There are many varieties of seedless and easy-peel mandarins. FruitGuys customers have had a chance to taste many of these during the citrus season, including: Satsuma, Dancy, Daisy, Page, Pixie, Gold Nugget, Tahoe Gold, Shasta, Yosemite, W. Murcott, and Clementine. The majority of Clementines sold in the U.S. are grown in California and Florida. Citrus are self-pollinating plants so they don't need pollinators like bees, wasps, bats, or hummingbirds for help to produce fruit. Mandarin growers plant their orchards with seedless varieties but if there is a seeded-variety tree nearby, say a Valencia orange, and pollen from that tree gets on to the seedless tree's blossoms, there's a chance that a future mandarin may have some seeds in it.

In springtime, beekeepers place hives in citrus groves all over California to capture delicious orange blossom honey and to aide in pollination of other crops. But bees don't read "seedless only" signs; they fly into seedless orchards with a bit of pollen from seeded trees, doing what bees do. The result can be mandarins with pips, sometimes a few, sometimes many.

Bee colonies have been declining in the past decade and agriculture wants to support them but the growth in the market for seedless mandarins has led some farmers to question which is more important: the bee or the seed.

"We've coexisted with them but we don't need them," Joel Nelson, executive director of California Citrus Mutual, an Exeter, CA-based trade organization, told The Los Angeles Times in January. "Now we're trying to adapt to changing consumer demands and we're hamstrung." Large citrus growers have asked for a two-mile bee buffer to protect seedless crops, but beekeepers are not required to move their hives. Beekeepers such as Gene Brandi, a member of the California State Beekeepers Association, say it is frustrating not being able to bring bees into areas with good natural feed. To mediate the dispute, the California Department of Agriculture has proposed that disputes between orchards and beekeepers can be resolved upon request by a state agricultural commissioner.

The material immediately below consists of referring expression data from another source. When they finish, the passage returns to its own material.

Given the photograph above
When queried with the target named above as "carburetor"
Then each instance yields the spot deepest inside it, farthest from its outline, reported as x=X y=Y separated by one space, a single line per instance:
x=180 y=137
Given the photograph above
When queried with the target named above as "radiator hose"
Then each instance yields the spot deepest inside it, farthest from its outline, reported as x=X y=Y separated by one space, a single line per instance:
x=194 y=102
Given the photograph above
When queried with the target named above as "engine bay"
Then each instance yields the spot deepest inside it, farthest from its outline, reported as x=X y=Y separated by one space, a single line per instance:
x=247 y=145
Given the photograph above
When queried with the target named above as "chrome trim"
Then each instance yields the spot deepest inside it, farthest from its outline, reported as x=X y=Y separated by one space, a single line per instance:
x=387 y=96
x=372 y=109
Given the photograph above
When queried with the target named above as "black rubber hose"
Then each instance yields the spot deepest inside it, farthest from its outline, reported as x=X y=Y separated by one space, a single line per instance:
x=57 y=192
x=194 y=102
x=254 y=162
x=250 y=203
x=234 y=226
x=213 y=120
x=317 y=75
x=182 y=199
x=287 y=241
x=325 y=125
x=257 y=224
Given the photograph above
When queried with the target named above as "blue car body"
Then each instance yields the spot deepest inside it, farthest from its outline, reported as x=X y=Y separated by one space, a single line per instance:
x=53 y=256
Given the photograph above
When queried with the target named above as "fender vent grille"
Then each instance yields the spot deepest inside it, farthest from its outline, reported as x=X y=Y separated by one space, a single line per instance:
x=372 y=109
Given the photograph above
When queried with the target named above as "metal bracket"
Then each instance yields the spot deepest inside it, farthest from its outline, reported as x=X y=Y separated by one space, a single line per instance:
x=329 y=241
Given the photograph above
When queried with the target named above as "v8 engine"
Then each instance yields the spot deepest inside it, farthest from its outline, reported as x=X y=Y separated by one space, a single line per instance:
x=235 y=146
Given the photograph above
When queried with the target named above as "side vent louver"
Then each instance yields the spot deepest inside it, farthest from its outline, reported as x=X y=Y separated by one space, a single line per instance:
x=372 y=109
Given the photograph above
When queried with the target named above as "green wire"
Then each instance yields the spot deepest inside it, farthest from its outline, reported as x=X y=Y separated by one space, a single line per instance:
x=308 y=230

The FruitGuys find seedless fruit in California through growers we've known for years such as Porterville's Cruz Ranch and Friends Ranch in Ojai. Ronnie Gutierrez manages his family's orchard of diverse citrus. Gutierrez says he is not worried about the bees and their possible seed-spreading activities. "The bees help my trees," says Gutierrez, who has worked with the same beekeeper, Max Eggman, since he was a kid. "He knows where to put the bees and cross-pollinated trees are not a problem." Mr. Eggman humbly put it back on the farmers. "There's no magic, it depends on the varieties of trees."

As a knowledgeable farmer who weathers many of the ups and downs of nature, Gutierrez said, "The only thing I can guarantee is there is no guarantee."